Affirming a child’s identity, for example using appropriate pronouns or supporting social transition, and assuring children that they are loved and valued is imperative to their mental well-being, according to Supporting and Caring for Transgender Children. The 2016 resource guide was produced by the Human Rights Campaign Foundation, the American Academy of Pediatrics, and the American College of Osteopathic Pediatricians.
Cal’s family has done just that.

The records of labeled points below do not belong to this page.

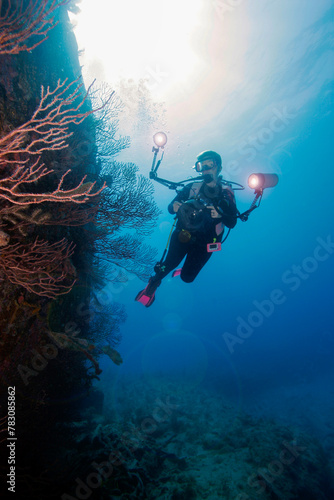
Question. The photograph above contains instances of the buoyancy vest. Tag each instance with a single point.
(207, 196)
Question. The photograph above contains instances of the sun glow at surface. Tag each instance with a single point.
(151, 39)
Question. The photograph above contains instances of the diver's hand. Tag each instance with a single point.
(176, 206)
(214, 213)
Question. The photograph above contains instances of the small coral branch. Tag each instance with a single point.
(42, 268)
(20, 21)
(48, 128)
(22, 175)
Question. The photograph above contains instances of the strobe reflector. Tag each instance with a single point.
(262, 181)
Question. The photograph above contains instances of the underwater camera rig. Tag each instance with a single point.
(258, 182)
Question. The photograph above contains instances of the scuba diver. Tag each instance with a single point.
(203, 209)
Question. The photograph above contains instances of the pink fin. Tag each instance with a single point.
(177, 272)
(146, 300)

Her parents worked to “rediscover what our family looks like,” Liz said. Cal had initially tried to hide the depth of her despair from her dad. But Eugene ended up being the first member of the family to call her by her chosen name.
After school on an early April afternoon, 8-year-old Cal and her brother, Clark, who is 7, put their backpacks away, said “hello” to the family’s dog and cats, and looked through the mail, which was mostly children’s magazines about animals. Between conversations about video games, recess and books, they shared how they feel about the state’s threats against their family.
Clark occasionally accompanies Liz, Eugene and Cal to LGBTQ advocacy events and understands Cal’s transition. Advocacy isn’t his favorite thing to do, he said, but he thinks people should stop being “mean.” Clark said if he could talk to people who advocate for laws that could hurt Cal, he would tell them to “be nice, she is my sister. She’s pretty good once you get to know her.”
He added: “And then I’d protect her.”
Cal is a high-achieving second-grader who loves reading, genealogy, geography and animals — as long as they “aren’t the kind that can kill you.” She is a Girl Scout and likes “to do this and that as much as other people do.”
When asked what she thinks about people who suggest her parents have abused her by allowing her to transition, she rolled her eyes and said: “Oh my God. Of course they love me. They helped me get through it.”
Cal said she is angry about attacks on families like hers and she wishes people would leave them alone: “We’re just a normal family who just goes on with our daily lives.”